E o que é que lhe agrada? Aquilo que sabe pintar!
56. VAIDADE DE POETA
Dêem-me cola, e eu mesmo
Encontrarei a madeira para colar!
Encerrar um sentido em quatro rimas insensatas –
Isso não é por acaso pequena vaidade!
57. O GOSTO DIFÍCIL
Se me deixassem escolher livremente,
Escolheria de bom grado um pequeno lugar,
Precisamente no meio do paraíso:
E, melhor ainda – diante de sua porta.
58. O NARIZ TORCIDO
O nariz avança insolente
No mundo. A narina se infla –
É por isso que, rinoceronte sem chifre,
Homem altivo, tu cais sempre para a frente!
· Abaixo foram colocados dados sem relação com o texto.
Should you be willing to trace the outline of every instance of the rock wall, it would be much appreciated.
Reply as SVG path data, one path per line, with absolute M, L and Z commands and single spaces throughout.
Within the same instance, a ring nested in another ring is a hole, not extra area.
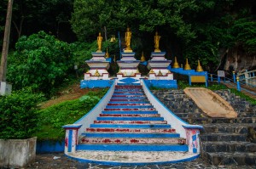
M 246 53 L 241 46 L 228 50 L 226 54 L 224 67 L 225 70 L 242 72 L 245 70 L 253 70 L 256 67 L 256 54 Z
M 36 159 L 37 138 L 0 139 L 0 168 L 26 167 Z

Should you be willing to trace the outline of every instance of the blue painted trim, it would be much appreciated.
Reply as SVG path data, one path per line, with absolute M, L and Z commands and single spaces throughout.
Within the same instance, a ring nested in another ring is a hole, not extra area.
M 97 117 L 97 121 L 164 121 L 163 117 Z
M 158 111 L 102 111 L 102 114 L 158 114 Z
M 82 80 L 80 88 L 104 88 L 111 87 L 113 82 L 113 80 Z
M 108 132 L 108 133 L 96 133 L 96 132 L 84 132 L 81 134 L 86 138 L 179 138 L 179 133 L 119 133 L 119 132 Z
M 189 146 L 177 144 L 79 144 L 76 150 L 108 151 L 189 151 Z
M 152 125 L 125 125 L 125 124 L 90 124 L 90 127 L 102 127 L 102 128 L 171 128 L 169 124 L 152 124 Z
M 144 84 L 145 84 L 145 87 L 147 88 L 147 90 L 149 92 L 149 93 L 153 96 L 153 98 L 159 103 L 163 107 L 165 107 L 166 109 L 166 110 L 169 111 L 170 114 L 172 114 L 173 116 L 176 117 L 177 120 L 182 121 L 183 123 L 184 124 L 189 124 L 188 122 L 183 121 L 182 119 L 180 119 L 177 115 L 176 115 L 174 113 L 172 113 L 172 111 L 171 111 L 165 104 L 163 104 L 152 93 L 151 91 L 148 89 L 148 87 L 146 85 L 145 83 L 145 80 L 144 79 L 142 79 L 143 82 L 144 82 Z
M 89 115 L 90 113 L 93 113 L 94 110 L 99 106 L 102 102 L 104 102 L 104 99 L 106 99 L 106 97 L 108 95 L 108 93 L 111 92 L 112 88 L 114 87 L 114 80 L 112 83 L 112 86 L 110 87 L 110 88 L 108 89 L 108 93 L 103 96 L 103 98 L 98 102 L 98 104 L 94 106 L 94 108 L 92 110 L 90 110 L 90 111 L 89 111 L 87 114 L 85 114 L 84 116 L 82 116 L 79 120 L 78 120 L 77 121 L 75 121 L 73 124 L 79 124 L 80 121 L 82 121 L 84 118 L 86 118 L 87 115 Z
M 109 166 L 119 166 L 167 165 L 167 164 L 185 162 L 185 161 L 194 161 L 195 159 L 197 159 L 198 157 L 200 157 L 200 155 L 195 155 L 193 157 L 177 160 L 177 161 L 157 161 L 157 162 L 118 162 L 118 161 L 93 161 L 93 160 L 73 157 L 73 156 L 69 156 L 69 155 L 67 155 L 67 156 L 70 159 L 73 159 L 73 160 L 76 160 L 76 161 L 78 161 L 79 162 L 83 162 L 83 163 L 96 163 L 96 164 L 101 164 L 101 165 L 109 165 Z
M 68 124 L 62 126 L 62 128 L 64 129 L 70 129 L 70 128 L 80 128 L 82 127 L 81 124 Z
M 73 137 L 73 130 L 69 130 L 68 132 L 68 147 L 67 147 L 67 152 L 72 151 L 72 137 Z

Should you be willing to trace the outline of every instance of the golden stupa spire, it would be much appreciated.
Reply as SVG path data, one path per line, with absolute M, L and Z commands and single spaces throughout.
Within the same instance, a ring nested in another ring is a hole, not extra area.
M 179 68 L 178 63 L 177 61 L 177 57 L 174 58 L 173 68 Z
M 191 70 L 191 67 L 189 64 L 189 59 L 186 59 L 186 65 L 184 66 L 184 70 Z
M 142 57 L 141 57 L 141 62 L 144 62 L 144 61 L 146 61 L 146 59 L 145 59 L 144 54 L 143 52 L 143 54 L 142 54 Z
M 99 71 L 98 71 L 97 69 L 96 69 L 96 70 L 94 76 L 100 76 L 100 73 L 99 73 Z
M 108 53 L 108 48 L 107 48 L 107 53 L 106 53 L 106 58 L 109 58 L 109 53 Z
M 157 76 L 163 76 L 161 70 L 160 70 Z
M 196 71 L 204 71 L 204 70 L 202 69 L 202 67 L 200 65 L 200 60 L 198 59 L 198 65 L 196 67 Z

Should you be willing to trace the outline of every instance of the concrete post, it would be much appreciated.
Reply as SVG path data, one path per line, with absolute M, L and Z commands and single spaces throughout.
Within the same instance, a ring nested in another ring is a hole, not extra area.
M 62 127 L 66 130 L 65 136 L 65 154 L 74 153 L 76 146 L 79 144 L 79 129 L 82 127 L 81 124 L 65 125 Z

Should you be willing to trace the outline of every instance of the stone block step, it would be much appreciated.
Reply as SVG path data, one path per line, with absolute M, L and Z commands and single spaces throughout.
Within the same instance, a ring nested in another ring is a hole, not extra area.
M 94 124 L 167 124 L 166 121 L 94 121 Z
M 203 151 L 212 152 L 256 152 L 256 144 L 250 142 L 204 142 Z
M 136 111 L 125 111 L 125 110 L 114 110 L 114 111 L 102 111 L 102 114 L 158 114 L 158 111 L 155 110 L 149 110 L 149 111 L 141 111 L 141 110 L 136 110 Z
M 240 133 L 204 133 L 201 134 L 201 141 L 247 141 L 247 134 Z
M 108 104 L 150 104 L 148 100 L 144 101 L 110 101 Z
M 90 127 L 101 128 L 171 128 L 170 124 L 90 124 Z
M 144 102 L 148 99 L 110 99 L 111 102 Z
M 104 111 L 154 111 L 154 108 L 105 108 Z
M 84 132 L 81 133 L 81 136 L 85 136 L 86 138 L 179 138 L 179 133 L 173 132 L 161 132 L 161 133 L 133 133 L 133 132 Z
M 100 128 L 100 127 L 90 127 L 86 128 L 86 132 L 148 132 L 148 133 L 155 133 L 155 132 L 176 132 L 174 128 Z
M 79 144 L 77 150 L 104 150 L 104 151 L 183 151 L 189 150 L 188 145 L 179 144 Z
M 164 117 L 99 116 L 97 121 L 164 121 Z
M 125 109 L 125 108 L 129 108 L 129 109 L 132 109 L 132 108 L 154 108 L 153 105 L 107 105 L 106 109 Z
M 112 96 L 111 99 L 147 99 L 144 95 L 126 95 L 126 96 Z
M 131 106 L 131 105 L 137 105 L 137 106 L 138 106 L 138 105 L 143 105 L 143 106 L 145 106 L 145 105 L 152 105 L 151 104 L 124 104 L 124 103 L 121 103 L 121 104 L 108 104 L 108 105 L 115 105 L 115 106 L 119 106 L 119 105 L 126 105 L 126 106 Z
M 212 165 L 224 166 L 224 165 L 256 165 L 255 153 L 237 153 L 237 152 L 218 152 L 207 153 L 207 159 L 211 161 Z
M 186 139 L 182 138 L 86 138 L 83 137 L 79 144 L 185 144 Z
M 203 125 L 205 132 L 236 132 L 246 134 L 248 127 L 256 127 L 255 123 L 215 123 Z
M 160 117 L 160 114 L 100 114 L 104 117 Z

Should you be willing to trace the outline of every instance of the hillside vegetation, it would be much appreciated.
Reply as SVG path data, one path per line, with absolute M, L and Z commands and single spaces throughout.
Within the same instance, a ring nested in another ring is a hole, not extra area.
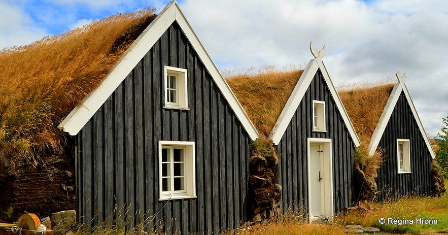
M 36 165 L 59 152 L 61 119 L 94 89 L 155 17 L 119 14 L 30 45 L 0 51 L 0 163 Z

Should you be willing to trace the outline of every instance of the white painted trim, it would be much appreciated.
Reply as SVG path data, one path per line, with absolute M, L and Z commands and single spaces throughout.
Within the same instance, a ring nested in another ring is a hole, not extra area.
M 401 171 L 400 169 L 400 149 L 399 149 L 399 145 L 400 143 L 406 143 L 406 145 L 403 145 L 403 159 L 404 161 L 404 169 L 405 170 L 407 168 L 409 171 Z M 410 146 L 409 146 L 409 141 L 408 139 L 397 139 L 397 152 L 395 153 L 397 154 L 397 168 L 398 170 L 398 174 L 405 174 L 405 173 L 411 173 L 411 165 L 410 165 Z M 404 151 L 404 148 L 406 148 L 405 151 Z M 405 154 L 404 154 L 405 153 Z
M 190 41 L 250 138 L 255 140 L 258 138 L 258 132 L 253 124 L 219 73 L 176 1 L 168 4 L 123 54 L 98 87 L 84 97 L 81 104 L 75 107 L 58 127 L 70 135 L 77 135 L 175 21 L 177 22 Z
M 172 193 L 171 197 L 164 196 L 162 192 L 162 146 L 185 146 L 185 157 L 184 159 L 184 164 L 186 169 L 190 169 L 190 171 L 185 171 L 184 176 L 184 184 L 185 185 L 185 192 L 182 193 Z M 195 152 L 195 144 L 191 141 L 159 141 L 158 143 L 158 160 L 159 167 L 159 200 L 168 200 L 173 199 L 191 198 L 197 197 L 196 194 L 196 153 Z M 187 161 L 189 159 L 190 161 Z M 188 175 L 187 175 L 188 174 Z
M 285 107 L 282 110 L 279 118 L 277 119 L 277 121 L 275 122 L 275 124 L 274 125 L 270 134 L 269 134 L 269 139 L 272 140 L 272 142 L 275 145 L 278 145 L 280 142 L 280 140 L 285 133 L 285 131 L 286 130 L 289 122 L 295 113 L 296 110 L 300 105 L 300 102 L 308 89 L 308 87 L 309 86 L 309 84 L 313 81 L 313 79 L 314 78 L 314 76 L 317 72 L 318 69 L 320 69 L 322 72 L 324 80 L 325 81 L 330 90 L 333 99 L 336 104 L 336 106 L 340 113 L 344 123 L 349 130 L 349 132 L 350 134 L 352 140 L 353 141 L 355 146 L 358 147 L 361 144 L 359 139 L 356 135 L 355 128 L 350 121 L 348 114 L 347 114 L 346 108 L 344 107 L 339 94 L 334 88 L 333 82 L 331 82 L 331 79 L 330 78 L 327 69 L 321 60 L 320 57 L 318 57 L 309 60 L 308 64 L 305 68 L 303 73 L 302 73 L 300 78 L 299 79 L 298 82 L 297 82 L 295 87 L 294 87 L 292 93 L 286 102 L 286 104 L 285 105 Z
M 328 183 L 328 185 L 327 185 L 327 187 L 328 188 L 328 191 L 329 191 L 329 193 L 328 192 L 321 192 L 321 193 L 323 193 L 325 196 L 326 196 L 327 197 L 325 198 L 325 202 L 324 203 L 325 208 L 323 209 L 324 211 L 324 216 L 328 218 L 330 220 L 333 220 L 333 212 L 334 211 L 334 205 L 333 203 L 334 197 L 334 190 L 333 189 L 333 147 L 332 147 L 332 141 L 331 139 L 321 139 L 321 138 L 308 138 L 306 139 L 306 160 L 307 162 L 308 162 L 308 208 L 311 208 L 311 200 L 309 199 L 310 197 L 312 196 L 311 195 L 311 167 L 310 167 L 309 164 L 310 162 L 310 157 L 311 157 L 311 153 L 309 152 L 310 150 L 310 145 L 312 143 L 314 144 L 323 144 L 325 153 L 326 151 L 328 152 L 328 157 L 326 158 L 324 157 L 324 167 L 327 166 L 327 169 L 328 170 L 329 174 L 328 177 L 326 182 Z M 313 220 L 314 218 L 312 217 L 311 213 L 308 213 L 308 220 L 309 221 L 312 221 Z
M 317 117 L 318 119 L 318 129 L 316 129 L 316 123 L 314 121 L 314 116 L 316 114 L 314 113 L 314 106 L 318 104 L 318 110 L 322 109 L 322 113 L 318 112 L 318 116 Z M 323 109 L 320 109 L 319 106 L 321 106 L 323 107 Z M 325 121 L 325 113 L 326 113 L 326 111 L 325 110 L 325 101 L 321 101 L 321 100 L 313 100 L 313 131 L 315 132 L 326 132 L 327 131 L 327 123 Z M 319 127 L 322 127 L 321 128 L 319 128 Z
M 164 98 L 163 108 L 166 109 L 176 109 L 188 110 L 188 83 L 187 78 L 187 70 L 179 68 L 171 67 L 165 65 L 164 66 Z M 177 91 L 178 100 L 176 103 L 168 102 L 168 95 L 166 92 L 168 85 L 168 75 L 176 75 L 176 89 Z
M 405 84 L 405 82 L 407 79 L 407 75 L 405 74 L 402 77 L 400 72 L 397 72 L 396 74 L 395 74 L 395 76 L 396 76 L 398 82 L 394 86 L 392 91 L 391 92 L 389 98 L 384 107 L 383 113 L 380 117 L 380 120 L 378 121 L 376 127 L 375 128 L 375 130 L 373 131 L 373 133 L 372 135 L 372 137 L 370 138 L 370 140 L 368 146 L 369 155 L 373 155 L 375 153 L 376 148 L 378 147 L 378 145 L 380 144 L 380 141 L 381 140 L 381 137 L 383 136 L 383 133 L 386 129 L 387 124 L 392 114 L 392 112 L 394 111 L 394 108 L 397 105 L 397 102 L 398 100 L 398 98 L 399 98 L 400 95 L 401 94 L 401 91 L 402 91 L 404 93 L 406 99 L 407 100 L 409 107 L 410 107 L 414 118 L 415 118 L 416 121 L 417 123 L 417 125 L 418 125 L 419 129 L 420 130 L 420 132 L 423 137 L 423 140 L 425 141 L 425 143 L 426 144 L 428 151 L 429 151 L 431 156 L 432 159 L 434 159 L 435 158 L 435 153 L 434 152 L 434 149 L 433 149 L 432 146 L 431 145 L 431 142 L 429 141 L 429 139 L 426 135 L 426 132 L 425 131 L 425 129 L 423 128 L 423 124 L 422 124 L 422 121 L 420 120 L 420 117 L 419 117 L 419 115 L 416 110 L 416 107 L 414 106 L 413 102 L 412 101 L 410 95 L 409 94 L 409 91 L 407 90 L 407 88 Z

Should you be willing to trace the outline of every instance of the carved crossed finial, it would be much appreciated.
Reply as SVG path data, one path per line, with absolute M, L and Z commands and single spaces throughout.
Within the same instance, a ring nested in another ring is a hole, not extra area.
M 314 46 L 313 45 L 313 42 L 309 42 L 309 50 L 311 50 L 311 54 L 313 54 L 313 55 L 316 58 L 320 57 L 322 59 L 325 55 L 325 52 L 326 52 L 325 45 L 324 45 L 324 47 L 322 48 L 320 51 L 318 51 L 314 47 Z
M 398 79 L 398 82 L 400 83 L 404 83 L 406 80 L 407 79 L 407 74 L 404 74 L 402 76 L 399 71 L 395 73 L 395 76 L 397 76 L 397 79 Z

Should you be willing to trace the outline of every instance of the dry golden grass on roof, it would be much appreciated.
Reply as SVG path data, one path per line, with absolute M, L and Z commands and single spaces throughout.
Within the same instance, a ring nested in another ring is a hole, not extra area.
M 154 12 L 118 14 L 0 51 L 0 163 L 25 157 L 36 164 L 39 153 L 60 151 L 61 119 L 96 87 Z
M 260 134 L 267 137 L 303 71 L 267 66 L 254 74 L 253 70 L 226 80 Z
M 394 87 L 390 81 L 338 87 L 339 95 L 361 144 L 367 146 Z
E unidas sempre encontramos essas duas coisas:
A altivez rígida e o nariz torcido.
59. A CANETA RABISCA
A caneta rabisca: que inferno!
Será que estou condenado a rabiscar?
Mas bravamente tomo meu tinteiro,
E escrevo em grandes ondas de tinta.
Que belos fluidos largos e cheios!
Como tudo o que faço tem êxito!
A escrita, é verdade, não está realmente nítida –
Que importa! Quem é que lê o que escrevo?
60. HOMENS SUPERIORES
Este se eleva! – é preciso elogiá-lo!
Mas aquele vem sempre lá de cima!
Vive mesmo acima do louvor,
Ele é do alto!
61. O CÉTICO FALA
A metade de tua vida já passou,
O ponteiro avança, tua alma estremece!
Há muito tempo já ela gira,
Ela procura e não encontrou – e ainda hesita?
A metade de tua vida passou:
Foi dor e erro, de hora em hora!
Que procuras ainda? Por quê?
– É justamente o que procuro – o que eu procuro!
62. ECCE HOMO
Sim, sei de onde venho!
Insatisfeito, como a labareda,
Ardo para me consumir.
Aquilo em que toco torna-se luz,
Carvão aquilo que abandono: Sou certamente labareda.
63. MORAL DE ESTRELA
Predestinada à tua órbita,
Que te importa, estrela, a escuridão?
Rola, bem-aventurada, através desse tempo!
Que a miséria te seja estranha e distante!
Ao mundo mais longínquo destinas tua claridade:
A piedade deve ser pecado para ti!
Admites somente uma única lei: ser pura!